No, $2i$ is not an element of the real line. All numbers that are imaginary do not belong in the real system. We discussed that $2i$ is a complex solution to the equation $x^2+4=0$. However, since there is no real $x$ that can satisfy this equation, then $2i$ is not real.

### What Is 2i Squared?

$2i$ squared is equal to $-4$. The square of $2i$ is obtained by getting the product of the squares of $2$ and $i$. Note that the square of $2$ is $4$ and since the root of $-1$ is $i$, then $i$ squared is $-1$. Thus, $2i$ squared is $-1$ multiplied by $4$ which results in $-4$.

### What Does -2i Equal in Math?

$-2i$ is the other complex solution, aside from $2i$, to the equation $x^2+4=0$. We already know that the solution for the equation $x^2+4=0$ is the number $x=\pm\sqrt{-4}$. Thus, all the complex solutions to this equation are $2i$ and $-2i$.

### Is the Square Root of 2 an Imaginary Number?

No. A number only becomes imaginary if it is a root of a negative number. Since $2$ is positive, then the square root of $2$ is not imaginary.

### Is Imaginary Line Part of The Complex Number System?

In general, the number system where the imaginary line can be found is the complex number system.

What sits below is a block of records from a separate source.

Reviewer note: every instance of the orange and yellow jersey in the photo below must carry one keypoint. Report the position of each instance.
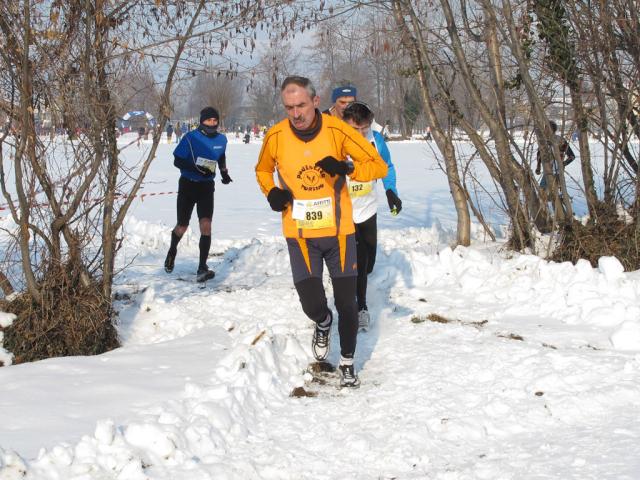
(321, 206)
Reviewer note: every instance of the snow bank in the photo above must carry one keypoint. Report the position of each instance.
(190, 433)
(604, 297)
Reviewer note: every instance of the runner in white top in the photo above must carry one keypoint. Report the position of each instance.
(365, 204)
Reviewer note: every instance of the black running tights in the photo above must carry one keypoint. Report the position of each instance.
(314, 305)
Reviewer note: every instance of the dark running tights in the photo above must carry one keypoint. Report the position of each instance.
(314, 305)
(366, 243)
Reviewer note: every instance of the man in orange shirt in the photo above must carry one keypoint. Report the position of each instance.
(308, 150)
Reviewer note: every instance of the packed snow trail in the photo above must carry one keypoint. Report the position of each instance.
(492, 387)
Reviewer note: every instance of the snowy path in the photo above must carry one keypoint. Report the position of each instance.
(535, 375)
(458, 400)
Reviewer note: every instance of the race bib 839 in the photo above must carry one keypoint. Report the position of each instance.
(314, 214)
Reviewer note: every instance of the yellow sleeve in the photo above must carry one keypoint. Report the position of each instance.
(266, 165)
(367, 162)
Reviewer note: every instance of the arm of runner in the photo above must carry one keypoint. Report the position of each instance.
(265, 167)
(367, 162)
(389, 181)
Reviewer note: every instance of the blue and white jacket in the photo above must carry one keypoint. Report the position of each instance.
(363, 194)
(197, 148)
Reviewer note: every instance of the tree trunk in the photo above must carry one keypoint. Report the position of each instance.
(416, 46)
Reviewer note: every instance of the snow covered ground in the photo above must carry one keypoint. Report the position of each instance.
(480, 364)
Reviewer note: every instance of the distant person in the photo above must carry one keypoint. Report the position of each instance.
(308, 151)
(566, 155)
(341, 97)
(169, 132)
(141, 133)
(198, 155)
(365, 204)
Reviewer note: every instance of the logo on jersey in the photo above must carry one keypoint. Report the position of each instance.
(311, 178)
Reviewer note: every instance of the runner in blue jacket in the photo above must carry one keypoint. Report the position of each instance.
(199, 155)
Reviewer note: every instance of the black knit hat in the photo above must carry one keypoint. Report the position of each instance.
(209, 112)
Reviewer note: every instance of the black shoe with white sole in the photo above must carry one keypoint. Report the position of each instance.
(348, 377)
(204, 274)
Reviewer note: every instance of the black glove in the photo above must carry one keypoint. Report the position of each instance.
(333, 166)
(226, 179)
(278, 199)
(395, 204)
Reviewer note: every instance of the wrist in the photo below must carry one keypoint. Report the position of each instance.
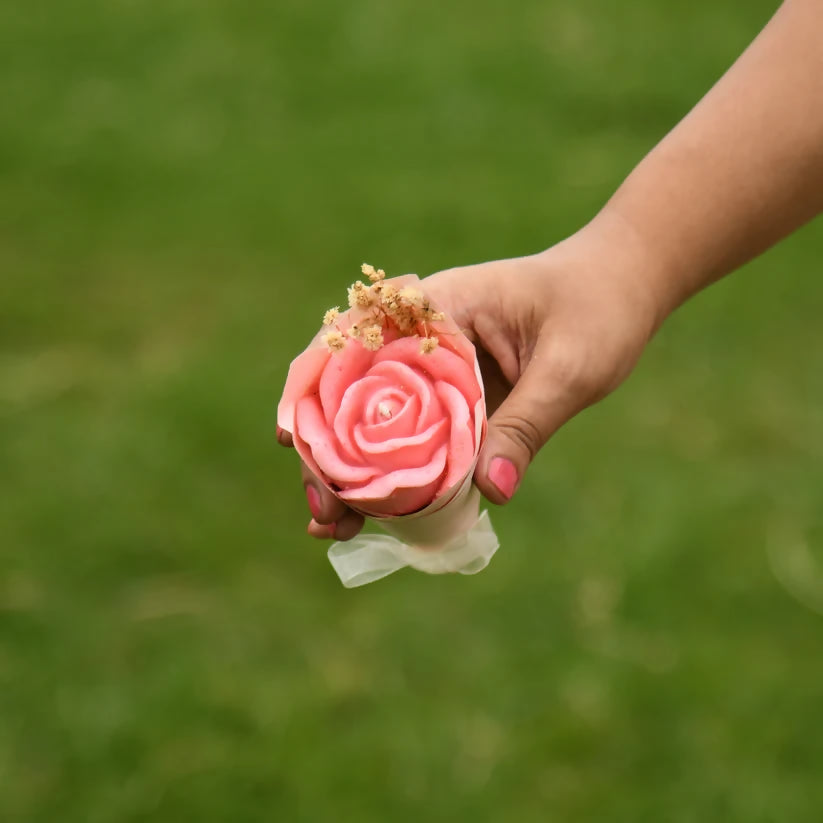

This set contains all numbers that are imaginary, real, and the combination of these two numbers. All the numbers contained in this set are called complex numbers.

Complex numbers are composed of a real part and an imaginary part. In general, complex numbers carry the form $a+bi$, where $a$ and $b$ are real. Take note that every number, either imaginary or real, is a complex number. How is that so?

Since a complex number has the form $a+bi$, when $a=0$, then we are left with the term $bi$. That is, the resulting number is imaginary. Similarly, if we take $b=0$, then the only term left will be $a$, which is real. Thus, imaginary and real numbers are both elements of the complex system. For example, $1-2i$ is a complex number such that the real part is $1$ and the imaginary part is $-2i$.

We can always think of the complex system as an extension field of the real system to solve quadratic roots that do not have a real solution. Now that we are acquainted with the numbers in the complex system, let us take a look at what value these numbers hold and how we can use them in math.

## Conclusion

The importance of complex and imaginary numbers is as much as these numbers are – they are infinite. We have covered everything you need to know in this article about the forms of imaginary and complex quantities, what value they hold, and how they are interpreted in mathematics. To keep your mind refreshed from all our discussions, let’s note some important points in this reading.

• $2i$ is a number that is referred to as imaginary because it follows the form $bi$, where $b$ is real and $i$ is the imaginary unit.
• $2i$ is the complex solution to the equation $x^2+4=0$. The other complex solution to this equation is $-2i$.
• The absolute value of $2i$ is $2$, obtained from using the formula $|z| = \sqrt{x^2+y^2}$ where $x$ is the real part and $y$ is the imaginary part of $z$.
• $2i$ is not an element of the real line, as the numbers that are imaginary do not belong in the real system.
• All numbers, either imaginary or real, are complex.

In this article, we have dissected the number $2i$. This is important because if we fully understood the value of $2i$, we can generalize it and apply it to any number in the complex system. Now that we are fairly introduced to these numbers, we are confidently armored to combat the more complex topics in complex analysis.